LinkI'm going to feature a series of posts dedicated to my love for Tibetan/Himalayan culture & spirituality. This is the first one of the HIMALAYAS series.

One of my cultural heroes is Alexander CSOMA de Koros or Körösi Csoma Sándor (1784-1842), a Hungarian pioneer of Tibetan studies who was responsible for compiling the first Tibetan-English dictionary. Born in Transylvania (not too far from where I was born), CSOMA was an adept linguist (he spoke over 10 languages) and a fellow nomad in spirit. Inspired by the quest for the "original homeland of the Magyars (the way Hungarians call themselves) in Central Asia" that has been part of my countries cultural tradition, he set out on an adventure to follow up on a traditional lore recounting that there were Magyar tribes still living in Asia. Oral legends recorded at the times when the pagan Magyars were converted by Christian missionaries in the 11th century would claim that some of the tribes had stayed in Asia.

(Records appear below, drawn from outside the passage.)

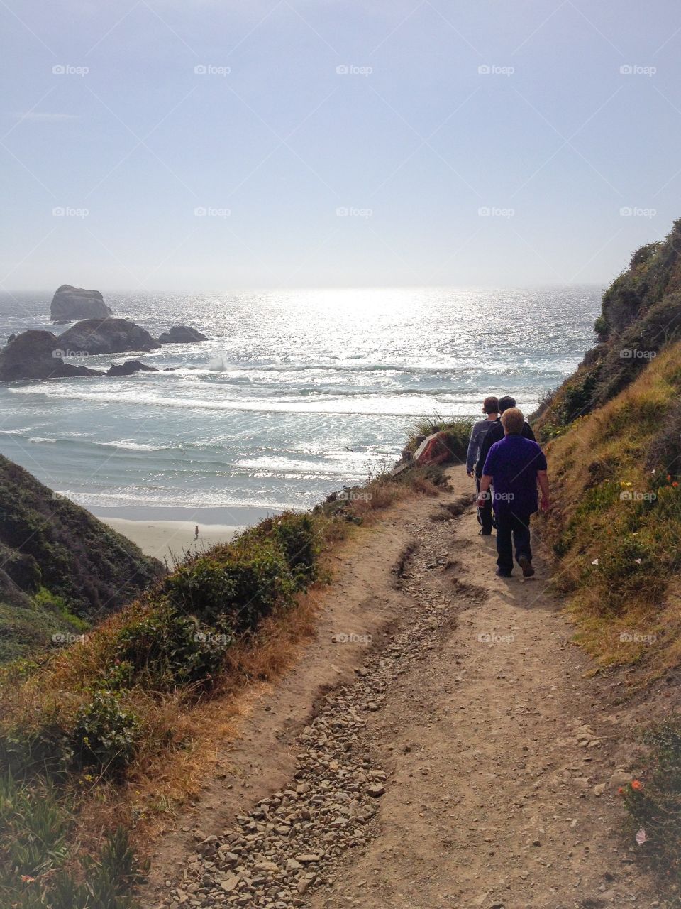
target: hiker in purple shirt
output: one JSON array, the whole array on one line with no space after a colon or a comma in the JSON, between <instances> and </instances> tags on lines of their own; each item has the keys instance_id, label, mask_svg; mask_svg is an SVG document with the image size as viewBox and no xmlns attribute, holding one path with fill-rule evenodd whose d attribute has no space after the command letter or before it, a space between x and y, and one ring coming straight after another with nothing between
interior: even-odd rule
<instances>
[{"instance_id":1,"label":"hiker in purple shirt","mask_svg":"<svg viewBox=\"0 0 681 909\"><path fill-rule=\"evenodd\" d=\"M541 488L541 509L549 508L547 459L536 442L522 435L525 417L518 407L501 415L504 438L489 449L480 479L478 507L493 486L492 506L497 519L497 574L510 577L513 571L513 547L516 561L525 577L531 577L532 548L529 517L539 505L537 484Z\"/></svg>"}]
</instances>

People have to this day set out to find the roots of our nomadic tribal ancestors who came and settled in the Carpatian valley (Eastern Europe ) around 9 AD...what makes the search difficult is that being a tribal-oral society, there were no written document left by the Magyars, who claimed to have been part of the Scythian tribal empire (which included many other ethnic groups like Persians, Huns, Turks, Mongols and other Asiatic tribes). Recent research based on archeological & ethnomusicological evidence found some ethnic relatives of the Hungarians in Xinjiang, the north-western province of China, called UGARS, a now Muslim minority that used to have a similar shamanistic tradition to the pre-Christian Magyar tribes.

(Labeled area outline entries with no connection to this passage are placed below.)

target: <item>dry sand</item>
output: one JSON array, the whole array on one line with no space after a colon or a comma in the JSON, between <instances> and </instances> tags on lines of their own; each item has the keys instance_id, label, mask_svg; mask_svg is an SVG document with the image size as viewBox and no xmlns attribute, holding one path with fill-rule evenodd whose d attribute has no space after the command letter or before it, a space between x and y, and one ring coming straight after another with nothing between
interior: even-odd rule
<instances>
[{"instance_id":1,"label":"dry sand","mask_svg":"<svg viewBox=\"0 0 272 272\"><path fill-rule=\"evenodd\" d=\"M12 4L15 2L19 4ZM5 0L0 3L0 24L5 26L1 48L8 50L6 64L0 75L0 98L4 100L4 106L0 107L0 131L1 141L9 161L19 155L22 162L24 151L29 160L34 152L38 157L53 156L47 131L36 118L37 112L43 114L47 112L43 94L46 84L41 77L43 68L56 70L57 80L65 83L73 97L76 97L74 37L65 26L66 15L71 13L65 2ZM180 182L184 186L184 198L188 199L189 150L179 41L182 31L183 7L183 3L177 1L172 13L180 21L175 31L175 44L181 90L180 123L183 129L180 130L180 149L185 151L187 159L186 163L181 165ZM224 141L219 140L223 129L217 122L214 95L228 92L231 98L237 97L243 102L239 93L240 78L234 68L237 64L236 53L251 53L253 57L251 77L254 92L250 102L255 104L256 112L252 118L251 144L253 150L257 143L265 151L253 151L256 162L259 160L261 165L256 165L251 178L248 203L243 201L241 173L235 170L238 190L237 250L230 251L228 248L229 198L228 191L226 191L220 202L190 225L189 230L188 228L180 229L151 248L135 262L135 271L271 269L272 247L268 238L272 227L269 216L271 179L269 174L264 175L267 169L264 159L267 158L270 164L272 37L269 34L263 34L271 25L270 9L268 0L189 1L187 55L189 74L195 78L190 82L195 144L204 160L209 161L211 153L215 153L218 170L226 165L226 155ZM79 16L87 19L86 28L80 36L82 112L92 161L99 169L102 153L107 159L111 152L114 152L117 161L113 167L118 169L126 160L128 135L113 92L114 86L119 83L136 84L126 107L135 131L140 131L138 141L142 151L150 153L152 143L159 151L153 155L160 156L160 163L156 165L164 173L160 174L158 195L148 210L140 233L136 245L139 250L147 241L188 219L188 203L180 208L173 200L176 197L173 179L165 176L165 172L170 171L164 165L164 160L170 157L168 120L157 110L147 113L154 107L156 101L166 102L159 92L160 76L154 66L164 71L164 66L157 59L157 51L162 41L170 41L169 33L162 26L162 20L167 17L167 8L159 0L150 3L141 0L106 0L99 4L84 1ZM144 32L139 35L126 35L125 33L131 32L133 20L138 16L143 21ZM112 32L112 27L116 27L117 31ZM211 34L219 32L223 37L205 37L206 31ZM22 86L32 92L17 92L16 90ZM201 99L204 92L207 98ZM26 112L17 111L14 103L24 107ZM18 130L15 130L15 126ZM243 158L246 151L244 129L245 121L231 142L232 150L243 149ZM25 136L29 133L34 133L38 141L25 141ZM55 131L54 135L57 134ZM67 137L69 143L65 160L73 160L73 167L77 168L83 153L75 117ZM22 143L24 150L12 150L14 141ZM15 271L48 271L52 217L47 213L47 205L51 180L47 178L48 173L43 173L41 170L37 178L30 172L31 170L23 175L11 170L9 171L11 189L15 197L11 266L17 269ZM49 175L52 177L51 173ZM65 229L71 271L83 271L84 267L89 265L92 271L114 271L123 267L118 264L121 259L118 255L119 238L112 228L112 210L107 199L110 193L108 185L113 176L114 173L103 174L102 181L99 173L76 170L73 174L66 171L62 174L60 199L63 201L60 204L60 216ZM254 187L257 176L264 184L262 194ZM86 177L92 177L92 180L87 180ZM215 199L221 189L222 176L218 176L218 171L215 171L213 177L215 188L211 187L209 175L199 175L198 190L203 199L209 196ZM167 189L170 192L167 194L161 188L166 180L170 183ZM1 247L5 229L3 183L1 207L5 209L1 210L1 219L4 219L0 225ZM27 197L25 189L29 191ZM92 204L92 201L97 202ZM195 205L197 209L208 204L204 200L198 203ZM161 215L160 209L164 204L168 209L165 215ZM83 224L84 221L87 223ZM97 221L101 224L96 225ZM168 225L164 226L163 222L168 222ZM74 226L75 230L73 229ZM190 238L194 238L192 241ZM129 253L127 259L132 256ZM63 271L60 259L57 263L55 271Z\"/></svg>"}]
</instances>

Long story short, CSOMA set out for the East on foot and traveled to the frontier Himalayan regions, Ladakh, but he never reached Tibet. In Ladakh, he studied under local Tibetan Buddhist teachers or lamas and compiled the first Tibetan-English dictionary and a Tibetan Grammar (both published 1834) while studying Buddhist texts. In 1842 set out again on quest for Magyar homeland, but died on the road in Darjeeling of malaria. You can find his writings that were composed by Csoma’s teachers at his request here.

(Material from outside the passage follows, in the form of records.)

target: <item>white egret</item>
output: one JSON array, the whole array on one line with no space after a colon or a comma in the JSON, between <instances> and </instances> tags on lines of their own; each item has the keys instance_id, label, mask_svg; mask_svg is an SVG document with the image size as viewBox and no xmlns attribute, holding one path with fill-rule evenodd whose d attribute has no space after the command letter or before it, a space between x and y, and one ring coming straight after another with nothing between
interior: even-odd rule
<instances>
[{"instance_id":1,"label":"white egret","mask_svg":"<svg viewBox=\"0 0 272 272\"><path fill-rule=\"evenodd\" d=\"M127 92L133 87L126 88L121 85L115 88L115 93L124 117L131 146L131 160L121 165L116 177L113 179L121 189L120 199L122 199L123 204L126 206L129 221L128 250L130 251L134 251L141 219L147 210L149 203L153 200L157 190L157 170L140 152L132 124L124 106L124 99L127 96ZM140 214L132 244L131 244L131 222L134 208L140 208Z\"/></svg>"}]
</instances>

He was later recognized as "Csoma Bosatsu, the Bodhisattva of the Western World" by Japanese buddhists who consecrated a Tibetan tanka (see above) and a statue to him.

For me, his story is not so much about 'looking for the ancestral land' but rather about 'finding home' in a country that offered him spiritual roots. As someone who believes in reincarnation, I have a hard time connecting my identity to my current ancestors alone, and I prefer to identify myself as an artist/spiritual nomad/soul traveler [we all go back to same cosmic source]. Tibet, this completely magic land with a tragic history, has always had a mysterious power over me. I've been drawn to the Tibetan visual and spiritual world since I was a child and had several dreams about living in the mountains as a young Tibetan boy. Once an isolated country with one of the most powerful, but hardly accessible traditions, the displacement of Tibetans by the Chinese government had inadvertently forced their Buddhist leaders to become the spiritual ambassadors of the world who have been playing a major role in elevating people's consciousness globally.


In our life and in the world "...the only way to break the chain reaction of confusion and pain and to work our way outward into the awakened state of mind is to take responsibility ourselves. If we do not deal with this situation of confusion, if we do not do something about it ourselves, nothing will ever happen. We cannot count on others to do it for us. It is our responsibility, and we have the tremendous power to change the course of the world's karma...As bodhisattvas...we are acknowledging that we are not going to be instigators of further chaos and misery in the world, but we are going to be liberators, bodhisattvas, inspired to work on ourselves as well as with other people."
- Chögyam Trungpa


/////////////////////////// In my new series, I will try to honor my spiritual debt to Tibet.